Putts per 9 Holes (PP9H)
And yet, what gives me some hope for the rest of the season is that even with all these short game woes, my putts per round rate is the best in my career (down to around 15.59 putts per 9 holes, .03 better than my best season, 2002, when I played 82 rounds!). My overall PP9H rates aren't at all representative of how good a putter I am--15.81 for the last decade and 15.87 for my career--which leads me to believe that the other parts of my short game have never been as good as I've believed them to be. Again, the comparison to the LPGA is telling: those with average short games or who hit a heck of a lot of greens in regulation there average around 15 PP9H; the really good ones (often those who are having trouble hitting greens by tour standards, but not always) get it down close to 14 PP9H.

The long and the short of it is that my short game is letting me down, my approach shots are nowhere near as accurate as they need to be, and my driver is too inconsistent to allow me to attack the holes that need attacking on any kind of regular basis.
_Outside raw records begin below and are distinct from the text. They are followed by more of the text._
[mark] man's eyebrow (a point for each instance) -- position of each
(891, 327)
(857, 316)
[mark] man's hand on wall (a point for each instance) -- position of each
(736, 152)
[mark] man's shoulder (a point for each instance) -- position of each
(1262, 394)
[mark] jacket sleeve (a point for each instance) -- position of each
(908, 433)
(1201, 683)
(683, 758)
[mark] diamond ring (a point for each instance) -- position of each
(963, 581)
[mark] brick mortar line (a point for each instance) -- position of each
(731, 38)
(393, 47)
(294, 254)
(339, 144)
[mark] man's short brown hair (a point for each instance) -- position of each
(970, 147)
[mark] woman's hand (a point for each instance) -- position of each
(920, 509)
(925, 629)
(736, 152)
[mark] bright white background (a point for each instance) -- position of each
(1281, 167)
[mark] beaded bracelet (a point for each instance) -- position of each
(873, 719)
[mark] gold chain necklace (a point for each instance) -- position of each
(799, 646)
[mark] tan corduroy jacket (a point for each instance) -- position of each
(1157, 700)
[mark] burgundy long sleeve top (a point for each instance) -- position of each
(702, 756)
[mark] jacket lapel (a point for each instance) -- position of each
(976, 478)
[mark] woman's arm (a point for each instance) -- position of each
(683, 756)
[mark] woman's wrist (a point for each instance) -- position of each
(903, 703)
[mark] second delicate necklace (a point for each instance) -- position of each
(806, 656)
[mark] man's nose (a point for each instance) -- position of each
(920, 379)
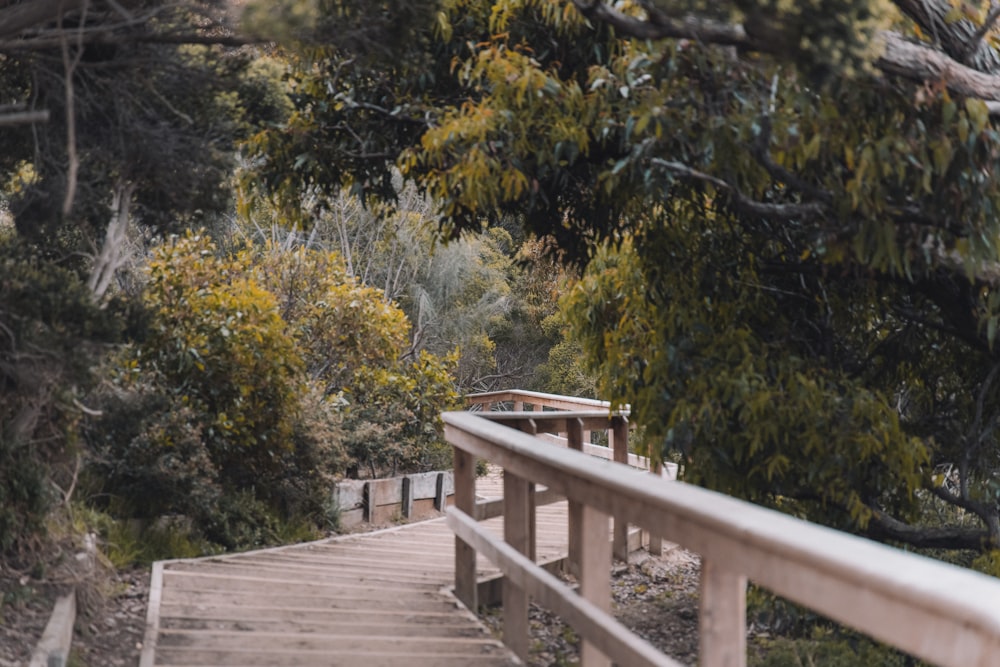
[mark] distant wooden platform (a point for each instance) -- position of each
(376, 599)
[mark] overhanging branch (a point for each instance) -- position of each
(900, 57)
(744, 204)
(885, 527)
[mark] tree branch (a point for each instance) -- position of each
(743, 203)
(24, 117)
(977, 38)
(900, 57)
(885, 527)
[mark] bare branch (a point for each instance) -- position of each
(699, 30)
(69, 67)
(900, 57)
(24, 117)
(808, 210)
(18, 18)
(977, 37)
(885, 527)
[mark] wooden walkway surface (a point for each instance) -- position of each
(372, 599)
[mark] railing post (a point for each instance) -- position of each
(574, 437)
(465, 555)
(655, 539)
(531, 428)
(722, 634)
(619, 444)
(516, 530)
(595, 575)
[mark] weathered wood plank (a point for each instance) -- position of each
(588, 619)
(938, 612)
(517, 533)
(465, 556)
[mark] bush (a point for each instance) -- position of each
(260, 373)
(393, 421)
(50, 329)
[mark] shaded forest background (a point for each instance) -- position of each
(250, 247)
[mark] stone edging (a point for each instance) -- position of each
(52, 649)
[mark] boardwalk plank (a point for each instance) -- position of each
(376, 599)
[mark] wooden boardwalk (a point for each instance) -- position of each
(372, 599)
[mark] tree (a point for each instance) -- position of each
(809, 194)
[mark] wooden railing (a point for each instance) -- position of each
(544, 415)
(934, 611)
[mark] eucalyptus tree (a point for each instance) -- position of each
(794, 205)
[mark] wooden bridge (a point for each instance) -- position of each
(392, 597)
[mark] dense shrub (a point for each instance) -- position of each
(260, 373)
(50, 330)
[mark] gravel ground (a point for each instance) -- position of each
(654, 596)
(110, 622)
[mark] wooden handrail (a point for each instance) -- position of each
(553, 401)
(938, 612)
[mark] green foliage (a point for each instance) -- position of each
(392, 418)
(823, 649)
(217, 339)
(49, 327)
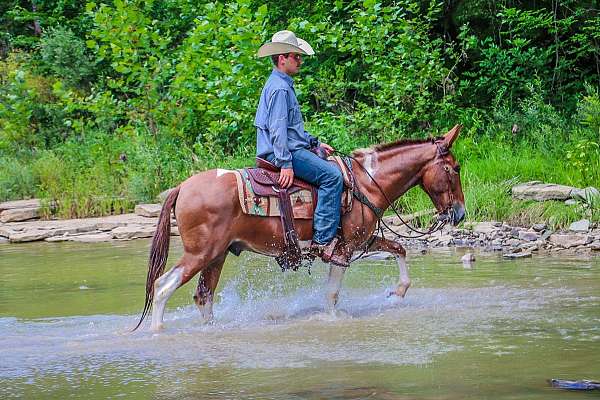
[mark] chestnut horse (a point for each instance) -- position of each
(211, 222)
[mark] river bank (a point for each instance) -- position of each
(512, 241)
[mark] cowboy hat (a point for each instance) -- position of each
(284, 42)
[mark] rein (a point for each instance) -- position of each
(436, 226)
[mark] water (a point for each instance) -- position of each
(496, 331)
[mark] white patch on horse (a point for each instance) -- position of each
(371, 163)
(221, 172)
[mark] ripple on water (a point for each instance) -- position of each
(289, 330)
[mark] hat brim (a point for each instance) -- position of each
(273, 48)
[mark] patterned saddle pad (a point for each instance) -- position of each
(302, 201)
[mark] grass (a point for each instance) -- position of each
(108, 174)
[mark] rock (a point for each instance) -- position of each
(30, 235)
(91, 238)
(109, 226)
(163, 195)
(513, 242)
(546, 234)
(568, 240)
(62, 238)
(485, 227)
(468, 258)
(6, 231)
(523, 254)
(18, 214)
(580, 226)
(148, 210)
(538, 227)
(9, 205)
(72, 229)
(589, 195)
(528, 236)
(133, 232)
(539, 191)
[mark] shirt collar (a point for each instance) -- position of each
(283, 76)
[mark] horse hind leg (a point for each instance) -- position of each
(167, 284)
(164, 287)
(334, 283)
(205, 291)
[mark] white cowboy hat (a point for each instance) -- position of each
(284, 42)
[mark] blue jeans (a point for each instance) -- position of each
(330, 183)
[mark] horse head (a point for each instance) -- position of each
(441, 180)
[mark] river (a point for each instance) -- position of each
(497, 330)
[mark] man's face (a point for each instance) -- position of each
(290, 63)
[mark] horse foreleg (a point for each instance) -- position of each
(164, 287)
(399, 253)
(334, 283)
(207, 283)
The end result is that I can play great for a stretch--like when I went eagle-birdie-par-par-birdie midway through my first 9 yesterday--or play truly awful golf--like the +5 I was on the surrounding 4 holes that side.

So that's where my game stands in week 1 of my 6-week experiment as to how good a golfer I can make myself into while my wife and girls are in Japan. I'd love to hear if you're going through anything similar to what I'm going through--and what you're doing to address your own issues on the course!


courtgolf said...

Hmmm - so you're saying that by comparing your stats to the LPGA stats, you're definitely NOT going for a sex change operation. Good plan. :-D

The Constructivist said...

Thanks! I forgot to mention the reason I was comparing it in the post itself, actually. I didn't understand the significance of these stats until I stopped playing and started LPGA blogging. Even when I was keeping some of them, I didn't really have a standard to measure myself against. Well, Corey Pavin. But a statistically significant standard--not until I figured out what was bad, average, good, great on the LPGA. Now I have something to shoot for--and a better sense of where the improvements I'm looking for should show up statistically.